La riflessione su Bari e Scafatese e la solita domanda: la multiproprietà è davvero un male?

La riflessione su Bari e Scafatese e la solita domanda: la multiproprietà è davvero un male?TMW/TuttoC.com
Oggi alle 00:00Il Punto
di Luca Esposito

Editoriale di oggi che si apre con una riflessione sulla Scafatese, piacevole realtà del calcio campano che ha stravinto a suon di record il campionato di serie D mostrando una netta superiorità rispetto a una concorrenza comunque piuttosto agguerrita. Nessuno disconoscerà mai la competenza e la forza economica di una proprietà che non ha alcuna intenzione di nascondersi e che pare non voglia accontentarsi di una tranquilla salvezza in un girone comunque di fuoco come quello meridionale, tuttavia bisogna sempre ricordarsi che una neopromossa incontra sempre difficoltà quando passa dal dilettantismo al professionismo e che ogni organico va adeguato alla categoria d’appartenenza. Ben vengano i rinnovi dei protagonisti del grande salto, ci mancherebbe, ma il direttore sportivo Pietro Fusco dovrà individuare in tempi ragionevolmente brevi sia profili d’esperienza per la Lega Pro, sia giovani di prospettiva che abbiano fame ed entusiasmo. Confermare troppi calciatori dell’ossatura di base sarebbe un rischio, in alcuni casi purtroppo sentimentalismi e riconoscenza vanno messi da parte a favore della concretezza. Restando nel raggruppamento C facciamo un grande in bocca al lupo a Pierpaolo Marino che è il nuovo direttore generale del Bari. Una piazza che oggi, con commozione, ha ricordato un idolo indiscusso come Igor Protti e che a lui vuole dedicare la curva Nord del San Nicola e l’immediato ritorno in cadetteria dopo una retrocessione cocente, inattesa ma ahinoi meritata. La famiglia De Laurentiis, consapevole di aver chiuso con buona parte dell’ambiente e a caccia di investitori economicamente solidi, si affida al primo condottiero del Napoli Soccer, quello che riuscì in due anni a riportare gli azzurri in B ponendo le basi per quel ciclo vincente sfociato nel tempo in una serie di incredibili successi. Pur fermo da un po’ di tempo, Marino resta sinonimo di competenza, ma dovrà dimostrare di essere pronto per una categoria nella quale non si affaccia da quasi 20 anni e nella quale blasone, pubblico e risorse economiche non sono sempre sufficienti. Per informazioni chiedere a Catania e Salernitana, due super piazze che sperano di riscattare le cocenti delusioni degli scorsi playoff.

Facendo una panoramica generale, è evidente che il mercato sia ancora piuttosto fermo e che si attendano periodi migliori per mettere a segno qualche grande colpo. La riforma del calcio italiano non può non partire dalla consapevolezza che la C è un vuoto a perdere e che non ci sono più presidenti disposti a svenarsi per portare avanti una società di calcio.
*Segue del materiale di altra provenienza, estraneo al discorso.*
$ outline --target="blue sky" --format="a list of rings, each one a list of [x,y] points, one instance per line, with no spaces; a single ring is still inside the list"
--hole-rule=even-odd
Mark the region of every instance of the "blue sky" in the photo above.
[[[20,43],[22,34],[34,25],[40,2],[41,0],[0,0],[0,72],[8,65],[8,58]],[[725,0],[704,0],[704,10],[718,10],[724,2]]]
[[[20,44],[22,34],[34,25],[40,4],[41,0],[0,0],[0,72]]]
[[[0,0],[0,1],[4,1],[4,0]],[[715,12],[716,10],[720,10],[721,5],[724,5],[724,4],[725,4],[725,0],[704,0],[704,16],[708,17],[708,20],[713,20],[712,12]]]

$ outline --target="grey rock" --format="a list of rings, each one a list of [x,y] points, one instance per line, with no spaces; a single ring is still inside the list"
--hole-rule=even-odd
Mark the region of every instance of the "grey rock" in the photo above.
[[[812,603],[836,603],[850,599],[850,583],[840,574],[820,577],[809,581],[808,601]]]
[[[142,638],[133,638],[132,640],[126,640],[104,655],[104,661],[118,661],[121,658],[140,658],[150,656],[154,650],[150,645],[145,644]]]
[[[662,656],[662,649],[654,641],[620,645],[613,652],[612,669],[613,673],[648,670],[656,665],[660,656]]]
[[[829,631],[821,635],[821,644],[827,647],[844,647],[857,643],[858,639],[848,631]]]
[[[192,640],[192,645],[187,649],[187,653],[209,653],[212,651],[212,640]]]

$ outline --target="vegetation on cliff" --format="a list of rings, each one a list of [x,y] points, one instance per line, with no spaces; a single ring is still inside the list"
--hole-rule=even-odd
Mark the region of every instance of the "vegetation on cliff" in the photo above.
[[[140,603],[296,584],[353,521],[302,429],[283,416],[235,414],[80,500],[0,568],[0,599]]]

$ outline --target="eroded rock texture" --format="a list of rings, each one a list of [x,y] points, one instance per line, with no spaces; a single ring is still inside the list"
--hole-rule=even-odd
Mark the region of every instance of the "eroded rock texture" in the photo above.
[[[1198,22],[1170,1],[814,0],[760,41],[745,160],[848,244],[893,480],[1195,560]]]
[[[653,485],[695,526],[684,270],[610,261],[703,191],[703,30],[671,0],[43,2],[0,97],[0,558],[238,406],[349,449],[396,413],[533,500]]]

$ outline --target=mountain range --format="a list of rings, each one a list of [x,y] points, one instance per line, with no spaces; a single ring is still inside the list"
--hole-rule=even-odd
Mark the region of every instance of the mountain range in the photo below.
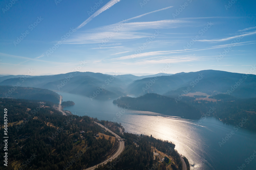
[[[196,92],[210,95],[227,94],[242,98],[256,97],[256,75],[211,70],[140,76],[77,72],[28,77],[1,77],[0,86],[18,84],[21,87],[79,94],[98,99],[127,94],[140,96],[151,93],[177,98],[183,93]]]

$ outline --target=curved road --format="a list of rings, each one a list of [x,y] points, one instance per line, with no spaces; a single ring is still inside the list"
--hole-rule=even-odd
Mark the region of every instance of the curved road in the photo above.
[[[95,122],[94,122],[95,123],[97,124],[98,125],[101,126],[103,128],[105,128],[106,130],[109,131],[112,134],[115,135],[115,136],[116,137],[121,138],[121,137],[120,136],[117,135],[109,129],[106,128],[106,127],[102,125]],[[110,159],[109,160],[110,160],[109,159],[107,159],[106,160],[104,160],[103,162],[102,162],[101,163],[100,163],[98,165],[94,165],[93,166],[92,166],[92,167],[90,167],[90,168],[88,168],[85,169],[84,170],[92,170],[93,169],[94,169],[98,167],[99,165],[104,165],[105,163],[107,162],[108,161],[112,161],[113,159],[114,159],[115,158],[117,157],[119,155],[121,154],[121,153],[122,153],[122,152],[124,149],[124,142],[122,142],[122,141],[120,141],[121,140],[119,139],[118,139],[117,140],[118,141],[118,143],[118,143],[118,149],[117,151],[113,155],[112,155],[112,156],[111,156]]]
[[[182,170],[187,170],[187,165],[186,165],[186,163],[185,163],[184,160],[183,159],[183,158],[179,154],[179,155],[180,157],[181,161],[182,161]]]
[[[63,115],[66,115],[66,113],[61,110],[61,100],[62,99],[62,96],[60,95],[60,104],[59,104],[59,111]]]

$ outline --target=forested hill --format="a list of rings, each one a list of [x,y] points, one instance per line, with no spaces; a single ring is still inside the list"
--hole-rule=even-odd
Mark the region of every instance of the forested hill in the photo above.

E così, anche per avere qualche contributo in più, in tanti daranno spazio a giovani di prospettiva che sfrutteranno la vetrina della terza serie per convincere addetti ai lavori, agenti e dirigenti a investire su di loro. Ci sono realtà, però, dove vincere è quasi un obbligo morale. Cittadella, Brescia, Spezia, Reggiana, Pescara, Catania, Salernitana, Bari, senza dimenticare che Novara, Pro Vercelli, Cosenza, Crotone, Lecco, Treviso, Livorno, Perugia e Carpi hanno trascorsi in categorie superiori e il pubblico si attende un salto di qualità rispetto a un recente passato spesso contraddistinto da retrocessioni o tornei di assestamento. Una riflessione finale sulla Reggina che, oggi, è passata ufficialmente nelle mani di Claudio Lotito. A Bari la lotta contro la multiproprietà prosegue senza sosta, al punto che anche l’amministrazione comunale si è schierata al fianco degli ultras chiedendo alla proprietà di cedere al miglior offerente. A Salerno, però, la presenza del patron della Lazio (abbinata all’ottimo lavoro del cognato Marco Mezzaroma e del direttore sportivo Angelo Fabiani) ha consentito ai granata di passare dalla D alla A in meno di dieci anni, con bilanci a posto, nuove infrastrutture, il cavalluccio marino sul petto e due coppe in bacheca. Saremo ripetitivi, ma poniamo il consueto interrogativo al neo eletto presidente della FIGC: in un calcio contraddistinto da fallimenti, penalizzazioni, classifiche stravolte, caos plusvalenze e tanti altri scandali si può mai pensare che il problema sia un imprenditore talmente facoltoso da poter gestire due società, negando finanche agli affini di portare avanti un percorso sportivo?